Currently, KBR has sole responsibility for providing support services to troops in Iraq, Afghanistan and other parts of the world, under a logistics contract valued at $27 billion. The bulk of that work — more than $24 billion obligated to date — has resulted from the U.S.-led occupation of Iraq, Army records show.
KBR's record
Since being awarded the current contract in 2002, KBR has served up more than 720 million meals, driven more than 400 million miles in convoys, produced more than 12 billion gallons of potable water and more than 267 million tons of ice, company officials said.
But when awarding the contract this time around, Army officials opted to split up the contract work in the hopes of stimulating competition among the three participants.
The Rock Island, Ill.-based Army Sustainment Command awarded the newest logistics contract to KBR, DynCorp and Fluor last June, after taking bids from six companies.
Two firms on the losing end of that decision, IAP Worldwide Services and Contingency Management Group, filed protests.
After reviewing their complaints, the GAO found flaws in the Army's evaluation of the proposals from KBR and Fluor.
The GAO, Loehrl said, pointed to a discrepancy in one of the proposals, as well as lack of clarity about where the contractors would obtain equipment, how they would evaluate their business systems and how they would consider employing host-country nationals.

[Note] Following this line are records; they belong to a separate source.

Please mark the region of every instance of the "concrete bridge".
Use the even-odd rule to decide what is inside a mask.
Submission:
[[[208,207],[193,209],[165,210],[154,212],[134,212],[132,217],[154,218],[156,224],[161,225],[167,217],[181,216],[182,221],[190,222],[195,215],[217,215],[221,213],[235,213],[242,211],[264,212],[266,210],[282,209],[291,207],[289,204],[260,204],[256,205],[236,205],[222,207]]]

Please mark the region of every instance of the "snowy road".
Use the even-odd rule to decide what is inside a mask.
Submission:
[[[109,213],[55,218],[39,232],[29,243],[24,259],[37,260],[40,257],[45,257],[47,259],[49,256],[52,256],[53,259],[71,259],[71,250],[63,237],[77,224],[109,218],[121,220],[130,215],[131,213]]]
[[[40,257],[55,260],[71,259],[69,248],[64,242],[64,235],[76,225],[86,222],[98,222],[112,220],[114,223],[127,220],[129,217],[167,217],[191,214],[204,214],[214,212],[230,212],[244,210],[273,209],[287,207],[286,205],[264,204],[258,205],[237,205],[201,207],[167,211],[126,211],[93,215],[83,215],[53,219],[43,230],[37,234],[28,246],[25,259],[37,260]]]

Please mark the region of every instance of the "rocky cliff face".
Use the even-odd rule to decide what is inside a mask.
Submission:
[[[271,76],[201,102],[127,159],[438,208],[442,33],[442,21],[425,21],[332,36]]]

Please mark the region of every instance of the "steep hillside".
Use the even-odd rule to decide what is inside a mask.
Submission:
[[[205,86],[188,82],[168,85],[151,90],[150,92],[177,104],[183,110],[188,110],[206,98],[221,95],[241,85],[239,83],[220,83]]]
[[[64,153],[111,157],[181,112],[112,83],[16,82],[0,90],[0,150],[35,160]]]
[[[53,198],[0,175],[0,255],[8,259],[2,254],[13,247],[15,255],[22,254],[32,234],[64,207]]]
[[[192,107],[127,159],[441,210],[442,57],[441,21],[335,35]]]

So the Army started over, receiving new bids from the three previous winners and two protesting firms.
But after evaluating the offers anew, the results were the same.
'Thoughtful and fair'
KBR officials thanked the Army on Thursday for what spokeswoman Browne described as a "thoughtful and fair review process." The company considers its selection as part of the next contract as "recognition of the quality services that we have already provided our troops," she said.
Loehrl said Army officials don't expect the companies that did not win a share of the contract to file new protests.
"I think we'll do a good job of debriefing them," he said.
Responding to the decision, Arlene Mellinger, a spokeswoman for IAP, said, "We congratulate the awardees and have no additional comments at this time."
House Oversight and Government Reform Committee Chairman Henry Waxman, D-Calif., a critic of KBR's performance in Iraq, declined to comment on the contract award.
Since the earliest days of the war in Iraq, KBR has come under criticism for its performance under the contract, for issues ranging from overbilling problems to worker deaths.
Army officials took the bidders' past performance into account when awarding the contract, Loehrl said.
Personnel movements
The Army expects to launch the new program in about 60 days, Loehrl said, and Army officials anticipate some sizable movements of personnel as KBR begins to share duties in Iraq and Afghanistan.
Controversy has long swirled around KBR's big Pentagon contract, partly because Vice President Dick Cheney previously served as head of KBR's former parent company, Halliburton. The companies split more than a year ago.